Take a moment with me to think about that. To savor it.

There’ll be a desk and a couple of comfortable chairs (in case someone stops by). I’ll have bookcases for reference materials and other books I want to have on hand. Dark wood and soft carpeting. One wall is tricked out to lift up, exposing a bank of windows so I can have a view while I write. Meanwhile, on the exterior, it looks like a delivery truck, right down to the Frito-Lay logo painted on the sides.

In my Frito Truck, I can drive around until I find a good place to stop, open the windows and do some writing.
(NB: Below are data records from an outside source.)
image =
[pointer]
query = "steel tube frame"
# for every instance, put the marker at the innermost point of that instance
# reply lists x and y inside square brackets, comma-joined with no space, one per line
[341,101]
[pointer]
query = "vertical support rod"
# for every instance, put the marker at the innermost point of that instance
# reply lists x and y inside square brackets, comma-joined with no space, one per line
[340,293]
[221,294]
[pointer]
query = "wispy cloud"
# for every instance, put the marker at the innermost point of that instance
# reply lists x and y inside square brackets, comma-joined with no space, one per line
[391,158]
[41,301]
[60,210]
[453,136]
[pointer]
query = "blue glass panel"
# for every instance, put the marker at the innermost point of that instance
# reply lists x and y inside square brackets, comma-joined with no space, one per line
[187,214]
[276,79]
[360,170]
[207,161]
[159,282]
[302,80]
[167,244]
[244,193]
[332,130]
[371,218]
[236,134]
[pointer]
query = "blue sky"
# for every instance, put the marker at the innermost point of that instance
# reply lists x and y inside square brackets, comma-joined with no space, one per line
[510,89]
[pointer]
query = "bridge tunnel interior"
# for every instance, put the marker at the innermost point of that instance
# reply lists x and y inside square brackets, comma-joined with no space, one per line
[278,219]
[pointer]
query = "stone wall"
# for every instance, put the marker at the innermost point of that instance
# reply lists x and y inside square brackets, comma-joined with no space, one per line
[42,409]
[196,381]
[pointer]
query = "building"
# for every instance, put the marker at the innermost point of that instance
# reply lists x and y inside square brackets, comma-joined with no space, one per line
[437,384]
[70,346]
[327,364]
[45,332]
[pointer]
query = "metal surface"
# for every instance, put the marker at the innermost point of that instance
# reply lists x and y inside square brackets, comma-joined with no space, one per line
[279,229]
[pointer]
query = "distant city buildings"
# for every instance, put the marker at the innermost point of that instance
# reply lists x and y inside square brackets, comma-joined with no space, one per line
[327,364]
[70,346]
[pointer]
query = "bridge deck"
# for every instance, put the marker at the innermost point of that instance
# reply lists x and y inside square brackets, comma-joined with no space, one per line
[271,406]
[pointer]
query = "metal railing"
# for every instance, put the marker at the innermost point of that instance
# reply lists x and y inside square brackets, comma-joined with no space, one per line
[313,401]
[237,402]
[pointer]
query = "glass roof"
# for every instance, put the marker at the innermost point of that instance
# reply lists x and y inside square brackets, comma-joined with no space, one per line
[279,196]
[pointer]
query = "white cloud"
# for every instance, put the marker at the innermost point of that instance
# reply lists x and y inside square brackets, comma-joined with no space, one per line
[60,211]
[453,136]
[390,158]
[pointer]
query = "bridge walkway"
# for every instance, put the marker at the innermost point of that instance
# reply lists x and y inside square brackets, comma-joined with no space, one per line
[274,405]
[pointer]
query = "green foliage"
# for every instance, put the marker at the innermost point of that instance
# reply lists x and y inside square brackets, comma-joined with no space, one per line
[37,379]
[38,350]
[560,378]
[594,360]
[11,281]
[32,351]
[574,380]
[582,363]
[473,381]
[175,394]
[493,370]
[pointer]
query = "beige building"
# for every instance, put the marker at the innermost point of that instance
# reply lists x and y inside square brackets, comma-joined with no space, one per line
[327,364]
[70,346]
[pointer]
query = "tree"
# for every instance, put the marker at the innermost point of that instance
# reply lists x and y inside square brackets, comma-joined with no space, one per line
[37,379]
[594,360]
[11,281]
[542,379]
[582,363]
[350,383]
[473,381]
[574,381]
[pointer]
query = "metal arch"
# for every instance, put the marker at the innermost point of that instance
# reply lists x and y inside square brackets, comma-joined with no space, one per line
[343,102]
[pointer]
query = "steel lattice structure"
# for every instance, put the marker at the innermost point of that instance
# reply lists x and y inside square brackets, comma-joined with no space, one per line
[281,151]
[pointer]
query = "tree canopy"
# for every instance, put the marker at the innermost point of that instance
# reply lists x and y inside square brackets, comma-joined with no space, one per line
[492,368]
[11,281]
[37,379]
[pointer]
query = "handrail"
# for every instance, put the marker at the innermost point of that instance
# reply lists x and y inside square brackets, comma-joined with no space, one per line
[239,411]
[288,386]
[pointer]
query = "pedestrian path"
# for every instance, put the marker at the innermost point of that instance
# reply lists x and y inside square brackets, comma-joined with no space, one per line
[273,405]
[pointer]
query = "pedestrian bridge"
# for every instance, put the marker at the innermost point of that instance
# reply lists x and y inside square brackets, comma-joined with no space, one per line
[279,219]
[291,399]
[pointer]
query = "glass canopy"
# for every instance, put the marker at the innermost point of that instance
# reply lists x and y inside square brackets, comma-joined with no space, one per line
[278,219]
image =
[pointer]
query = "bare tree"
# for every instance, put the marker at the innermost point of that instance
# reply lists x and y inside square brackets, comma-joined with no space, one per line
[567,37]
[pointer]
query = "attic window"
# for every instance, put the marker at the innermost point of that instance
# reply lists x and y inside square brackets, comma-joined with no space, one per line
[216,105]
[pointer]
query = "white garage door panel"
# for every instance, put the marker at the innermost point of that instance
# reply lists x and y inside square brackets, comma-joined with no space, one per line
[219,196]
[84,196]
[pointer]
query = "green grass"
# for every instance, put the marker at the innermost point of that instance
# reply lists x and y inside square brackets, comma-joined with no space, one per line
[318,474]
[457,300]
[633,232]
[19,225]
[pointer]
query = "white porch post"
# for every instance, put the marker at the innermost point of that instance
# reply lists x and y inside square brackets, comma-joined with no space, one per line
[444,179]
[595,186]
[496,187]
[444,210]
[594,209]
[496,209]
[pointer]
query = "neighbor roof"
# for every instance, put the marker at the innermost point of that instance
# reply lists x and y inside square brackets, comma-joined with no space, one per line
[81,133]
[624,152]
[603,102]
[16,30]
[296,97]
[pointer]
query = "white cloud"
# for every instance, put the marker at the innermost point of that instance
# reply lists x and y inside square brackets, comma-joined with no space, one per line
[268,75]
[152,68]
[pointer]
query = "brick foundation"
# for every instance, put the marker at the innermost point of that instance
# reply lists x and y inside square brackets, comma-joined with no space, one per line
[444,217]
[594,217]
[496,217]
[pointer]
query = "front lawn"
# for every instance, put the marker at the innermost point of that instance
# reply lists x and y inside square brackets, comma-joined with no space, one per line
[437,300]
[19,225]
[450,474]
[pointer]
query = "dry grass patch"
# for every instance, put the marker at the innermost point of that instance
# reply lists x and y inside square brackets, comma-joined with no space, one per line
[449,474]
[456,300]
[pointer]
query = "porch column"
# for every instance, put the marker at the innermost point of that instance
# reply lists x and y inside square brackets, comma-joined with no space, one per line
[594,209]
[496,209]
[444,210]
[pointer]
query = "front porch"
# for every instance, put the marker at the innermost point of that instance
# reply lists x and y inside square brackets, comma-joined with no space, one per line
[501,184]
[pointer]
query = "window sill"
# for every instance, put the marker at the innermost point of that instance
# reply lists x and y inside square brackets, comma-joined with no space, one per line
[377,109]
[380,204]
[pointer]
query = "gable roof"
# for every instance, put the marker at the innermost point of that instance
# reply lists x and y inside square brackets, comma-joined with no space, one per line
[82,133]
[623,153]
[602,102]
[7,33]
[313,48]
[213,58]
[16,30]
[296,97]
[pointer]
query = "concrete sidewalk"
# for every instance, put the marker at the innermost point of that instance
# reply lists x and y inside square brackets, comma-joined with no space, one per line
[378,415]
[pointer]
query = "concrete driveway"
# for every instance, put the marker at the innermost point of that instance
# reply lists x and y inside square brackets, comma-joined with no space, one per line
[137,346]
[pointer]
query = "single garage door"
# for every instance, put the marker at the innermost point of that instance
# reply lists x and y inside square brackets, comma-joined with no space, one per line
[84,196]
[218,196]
But the rest of the time, I’m a “truck driver.” In fact, maybe I’d even carry around a case of snacks and maybe give them away, like I was an extra nice potato chip delivery guy instead of an undercover writer. Bwa-ha-ha. And when people ask me about it, I’ll say, “Well, I’m a writer, but someday I dream of delivering salty snacks to the people.” (Fist held high!)

Surely I’m not the only one with a crazy dream. So tell me yours. C’mon. Let’s hear it…

1 “The Night of the Bats” would go on to serve as the basis for my Skin Kadash short story, “Sunlight Nocturne.”